Gündelik Yaşamda ve Yeni Medya Platformlarında Ortaya Çıkan Nefret Söylemi ve Nefret Suçları ile Mücadele Etme
Eğitim baçta olmak üzere, hukuk, medya vb. toplumsal kurumların ürettiği nefret söylemleriyle mücadele ancak bu kurumlardaki zihniyet dönüşümü ile mümkün olabilir. Dolayısıyla öncelikle, bu kurumların çokkültürlü, çok taraflı, eşitlikçi, çoğulcu, müzakereci ve demokratik bir anlayışla yeniden düzenlenmesi acil ve öncelikli eylem planı olmalıdır. Ayrıca, öğretim kademelerinin her düzeyinde (ilköğretim, ortaöğretim, lisans, halk eğitimi, açık öğretim) eleştirel medya okur- yazarlığının geliştirilmesi de bu adımın tamamlayıcı bir boyutu olarak mutlaka müfredatta yerini almalıdır. Eleştirel medya okuryazarlığı dersleri kapsamında, yeni medya platformlarında üretilen cinsiyetçi, ırkçı, yabancı düşmanı ve ayrımcı söylemlerin örnekleri analiz edilerek örnek olaylar üzerinden nefret içeriklerinin hangi bağlamlarda ve hangi düzeylerde üretildiğinin bilgisi verilerek öğrencilerde bu konuda bir farkındalık oluşturulması ve eleştirel bir tutum geliştirilmesi sağlanabilir. Basın meslek örgütleri de medya profesyonellerinin bilerek, kasten ya da farkında olmadan dolaşıma soktukları ve yeniden ürettikleri nefret söylemleri konusunda uyarı, kınama ve etkili yaptırımlar içeren uygulamaları yapabilmelidir. Bu konuda, ilgili sivil toplum kuruluşları ve basın meslek örgütleri nefret söylemi ve nefret suçlarının basındaki ve yeni medya üzerindeki örneklerini belirleyerek periyodik olarak kamuoyuyla paylaşma ve bilgilendirme sorumluluğunu da üstlenebilmelidir. Bilgi teknolojileri ve yeni medya araçları demokratik standartların geliştirilmesi, bireylere çatışma çözümlerinin öğretilmesi, çok-kültürlü ve çok taraflı anlayışların geliştirilmesi, müzakereci bakış açısının yaygınlaştırılması, ayrımcılık ve hoşgörüsüzlüğün engellenmesi konularında eşitlikçi bir kamusal mecra haline getirilebilir. Bunun için internette konuşma özgürlüğü, özel hayatın gizliliği ve demokratik konuşma haklarının birlikte korunduğu konuşma alanları yaratmak, karşılıklı etkileşim ve katılımı destekleyerek interneti, sivil toplumu ve kamusal alanı güçlendirmek üzere kullanmak gerekir.

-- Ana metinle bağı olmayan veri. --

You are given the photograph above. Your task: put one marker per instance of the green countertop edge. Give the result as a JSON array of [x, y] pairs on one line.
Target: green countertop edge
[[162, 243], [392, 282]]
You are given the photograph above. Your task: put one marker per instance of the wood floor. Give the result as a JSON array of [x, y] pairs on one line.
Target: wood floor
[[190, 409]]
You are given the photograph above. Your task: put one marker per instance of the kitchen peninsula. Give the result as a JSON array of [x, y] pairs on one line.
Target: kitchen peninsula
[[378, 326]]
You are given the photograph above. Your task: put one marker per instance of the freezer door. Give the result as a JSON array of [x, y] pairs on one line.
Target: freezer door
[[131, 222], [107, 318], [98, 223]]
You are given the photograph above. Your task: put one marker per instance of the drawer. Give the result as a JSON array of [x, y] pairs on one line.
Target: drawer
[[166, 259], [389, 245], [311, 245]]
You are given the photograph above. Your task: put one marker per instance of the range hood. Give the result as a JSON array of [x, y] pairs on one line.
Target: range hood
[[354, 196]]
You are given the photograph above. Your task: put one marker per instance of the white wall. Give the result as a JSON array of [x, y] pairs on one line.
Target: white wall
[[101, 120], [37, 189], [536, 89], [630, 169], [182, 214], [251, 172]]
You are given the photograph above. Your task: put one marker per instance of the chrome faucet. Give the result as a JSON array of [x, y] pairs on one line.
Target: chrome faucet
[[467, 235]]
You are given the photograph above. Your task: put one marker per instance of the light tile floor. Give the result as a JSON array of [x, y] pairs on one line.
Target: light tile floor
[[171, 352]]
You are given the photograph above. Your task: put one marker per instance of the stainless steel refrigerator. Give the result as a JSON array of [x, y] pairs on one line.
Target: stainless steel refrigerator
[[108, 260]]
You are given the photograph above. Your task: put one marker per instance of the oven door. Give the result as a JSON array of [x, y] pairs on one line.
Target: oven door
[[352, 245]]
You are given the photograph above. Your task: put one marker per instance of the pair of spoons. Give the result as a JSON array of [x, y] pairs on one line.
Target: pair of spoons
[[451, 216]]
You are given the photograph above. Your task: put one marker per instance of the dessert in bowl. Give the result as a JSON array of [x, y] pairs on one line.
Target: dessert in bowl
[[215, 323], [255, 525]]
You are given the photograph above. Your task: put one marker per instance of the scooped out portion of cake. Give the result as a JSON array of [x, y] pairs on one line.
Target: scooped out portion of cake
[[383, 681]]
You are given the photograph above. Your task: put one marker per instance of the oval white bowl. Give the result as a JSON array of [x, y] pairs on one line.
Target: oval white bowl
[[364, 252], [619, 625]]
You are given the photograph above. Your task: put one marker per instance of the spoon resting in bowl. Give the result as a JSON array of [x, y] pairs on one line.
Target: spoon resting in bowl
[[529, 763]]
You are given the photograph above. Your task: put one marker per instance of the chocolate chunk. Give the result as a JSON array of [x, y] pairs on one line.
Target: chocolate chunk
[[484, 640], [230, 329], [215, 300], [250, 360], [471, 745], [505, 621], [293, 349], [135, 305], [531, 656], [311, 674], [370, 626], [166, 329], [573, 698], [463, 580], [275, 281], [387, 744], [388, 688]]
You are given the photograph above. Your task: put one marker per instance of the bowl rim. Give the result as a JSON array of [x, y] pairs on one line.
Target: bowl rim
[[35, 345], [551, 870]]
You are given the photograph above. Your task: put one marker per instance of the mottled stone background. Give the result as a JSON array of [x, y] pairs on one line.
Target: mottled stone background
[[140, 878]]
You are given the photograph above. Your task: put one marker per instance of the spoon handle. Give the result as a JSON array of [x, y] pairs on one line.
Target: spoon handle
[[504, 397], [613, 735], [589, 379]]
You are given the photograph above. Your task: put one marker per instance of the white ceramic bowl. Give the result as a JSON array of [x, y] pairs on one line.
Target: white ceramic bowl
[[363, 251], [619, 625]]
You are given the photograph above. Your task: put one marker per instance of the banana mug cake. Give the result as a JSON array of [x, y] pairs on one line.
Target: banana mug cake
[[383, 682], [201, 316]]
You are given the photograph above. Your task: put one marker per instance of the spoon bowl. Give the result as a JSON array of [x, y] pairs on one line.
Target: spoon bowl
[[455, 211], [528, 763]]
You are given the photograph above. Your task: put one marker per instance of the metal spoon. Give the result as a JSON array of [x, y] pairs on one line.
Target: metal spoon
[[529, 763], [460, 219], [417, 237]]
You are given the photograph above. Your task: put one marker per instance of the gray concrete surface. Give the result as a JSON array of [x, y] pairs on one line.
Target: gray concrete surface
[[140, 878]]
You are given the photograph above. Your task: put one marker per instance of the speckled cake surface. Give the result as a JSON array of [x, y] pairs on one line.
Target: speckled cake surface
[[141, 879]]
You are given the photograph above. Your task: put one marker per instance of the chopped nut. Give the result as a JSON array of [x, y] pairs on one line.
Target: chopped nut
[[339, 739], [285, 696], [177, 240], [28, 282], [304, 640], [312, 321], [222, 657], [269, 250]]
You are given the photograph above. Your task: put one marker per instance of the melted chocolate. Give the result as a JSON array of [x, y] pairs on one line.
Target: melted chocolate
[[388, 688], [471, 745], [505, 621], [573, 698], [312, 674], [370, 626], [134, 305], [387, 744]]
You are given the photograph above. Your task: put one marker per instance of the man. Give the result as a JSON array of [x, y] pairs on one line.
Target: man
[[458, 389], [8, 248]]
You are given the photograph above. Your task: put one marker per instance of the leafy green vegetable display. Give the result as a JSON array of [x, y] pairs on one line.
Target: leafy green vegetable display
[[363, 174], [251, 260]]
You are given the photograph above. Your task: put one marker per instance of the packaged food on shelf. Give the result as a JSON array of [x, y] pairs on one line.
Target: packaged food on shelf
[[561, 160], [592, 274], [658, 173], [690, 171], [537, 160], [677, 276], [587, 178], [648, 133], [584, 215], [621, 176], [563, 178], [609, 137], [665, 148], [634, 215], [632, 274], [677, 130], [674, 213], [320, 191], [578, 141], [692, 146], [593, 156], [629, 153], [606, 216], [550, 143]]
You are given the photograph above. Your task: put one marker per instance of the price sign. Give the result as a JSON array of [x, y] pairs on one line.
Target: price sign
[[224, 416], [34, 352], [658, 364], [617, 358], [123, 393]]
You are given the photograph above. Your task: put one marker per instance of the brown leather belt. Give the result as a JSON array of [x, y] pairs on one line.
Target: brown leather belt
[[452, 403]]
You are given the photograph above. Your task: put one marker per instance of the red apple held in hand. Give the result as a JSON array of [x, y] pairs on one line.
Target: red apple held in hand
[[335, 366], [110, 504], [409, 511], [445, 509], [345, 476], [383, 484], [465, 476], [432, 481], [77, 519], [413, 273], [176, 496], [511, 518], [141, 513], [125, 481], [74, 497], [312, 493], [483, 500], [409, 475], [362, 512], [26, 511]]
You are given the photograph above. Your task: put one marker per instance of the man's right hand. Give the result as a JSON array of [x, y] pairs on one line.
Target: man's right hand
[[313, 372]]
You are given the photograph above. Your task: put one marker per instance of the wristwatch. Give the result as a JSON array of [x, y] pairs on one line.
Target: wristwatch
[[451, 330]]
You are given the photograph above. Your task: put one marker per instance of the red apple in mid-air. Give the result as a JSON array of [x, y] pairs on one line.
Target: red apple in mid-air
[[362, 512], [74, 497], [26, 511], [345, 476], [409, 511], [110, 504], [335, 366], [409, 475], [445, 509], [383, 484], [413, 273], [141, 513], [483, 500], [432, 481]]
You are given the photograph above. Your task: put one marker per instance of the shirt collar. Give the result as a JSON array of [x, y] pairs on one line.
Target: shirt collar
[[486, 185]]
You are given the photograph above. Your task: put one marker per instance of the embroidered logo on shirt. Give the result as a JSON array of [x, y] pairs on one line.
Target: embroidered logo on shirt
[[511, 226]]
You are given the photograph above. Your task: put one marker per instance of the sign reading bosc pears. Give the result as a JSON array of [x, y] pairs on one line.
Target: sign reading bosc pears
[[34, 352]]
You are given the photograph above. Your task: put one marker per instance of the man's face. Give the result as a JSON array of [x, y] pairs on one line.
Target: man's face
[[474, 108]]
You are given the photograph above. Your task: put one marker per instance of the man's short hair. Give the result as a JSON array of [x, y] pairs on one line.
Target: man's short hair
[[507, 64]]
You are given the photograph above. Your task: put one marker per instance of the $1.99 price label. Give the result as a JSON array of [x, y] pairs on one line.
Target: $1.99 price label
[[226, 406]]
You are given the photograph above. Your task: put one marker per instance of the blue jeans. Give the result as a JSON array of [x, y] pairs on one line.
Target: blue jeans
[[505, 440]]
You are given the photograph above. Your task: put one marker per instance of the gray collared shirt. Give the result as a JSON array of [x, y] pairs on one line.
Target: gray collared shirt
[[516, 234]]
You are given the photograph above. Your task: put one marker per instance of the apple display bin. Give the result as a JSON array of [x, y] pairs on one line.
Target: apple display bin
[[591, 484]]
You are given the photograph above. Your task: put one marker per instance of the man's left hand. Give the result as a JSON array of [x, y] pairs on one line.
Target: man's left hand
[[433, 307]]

Nefret suçlarıyla mücadelenin önemli bir başka boyutu ise, nefret söyleminin ve nefret suçlarının yasalarla önüne geçilmesi gerekliliğidir. Şu ana kadar inşa edilmiş olan ulusal ve uluslararası yasaların bu çok boyutlu ve büyük soruna tek bir çözüm bulamadığı görülmektedir. Açıkçası, ırkçılık, ayrımcılık ve cinsiyetçilik üzerine inşa edilen nefret söylemleri ve nefret suçları toplumun kılcal damarlarına kadar işlemiş bir sorun olduğundan, sadece yasalarla ve hukukla bu sorunun üstesinden gelmek mümkün görünmemektedir. Asıl yapılması gereken, nefret suçuna neden olan anlayışın ve zihniyetin dönüşmesi için yapısal, kurumsal ve bireysel alanlarda nefret söylemlerinin teşhiri, analizi, takibi ve değişimini sağlamaktır.
Yeni medya teknolojileri aracılığıyla yaygınlaşan nefret söylemi ve suçlarına yönelik olarak daha özel bir takım uygulamalara ihtiyaç olduğu açıktır. Nefret söyleminin ve bu söylemin iletişim teknolojileri yoluyla yayılmasının önlenmesi için yasaların daha etkin ve hızlı bir şekilde uygulanabilmesi genişletilmesi için ileri düzeyde uluslararası çabalara ve işbirliğine ihtiyaç olduğu belirtilebilir. Hem gündelik hayatın kültürel, siyasal ve sosyal düzlemlerinde hem de internet ortamlarında nefret suçlarıyla mücadelenin hükümetler, uluslararası kurumlar, servis sağlayıcılar, sivil toplum kuruluşları, eğitim, adalet ve diğer ilgili bakanlıklar, emniyet teşkilatları vb. çoklu aktörlerin etrafında şekilleneceğini söylemek mümkündür. Devlet kurumları, uluslararası ve uzmanlaşmış örgütler, kullanıcılara, özellikle de genç insanlara, ırkçılığın, her türlü ayrımcılığın ve nefretin tehlikeleri üzerine doğru bilgiler sağlayarak ve böylece ırkçı örgütlerin nüfuzlarına karşı koyarak eğitim ve farkındalık kampanyalarına yatırım yapmaya devam etmelidirler. Bilgi, eğitim ve farkındalık kampanyaları, ırkçılık ve ayrımcılıkla mücadelede herhangi bir girişim veya programın hayati bileşeni olmalıdır.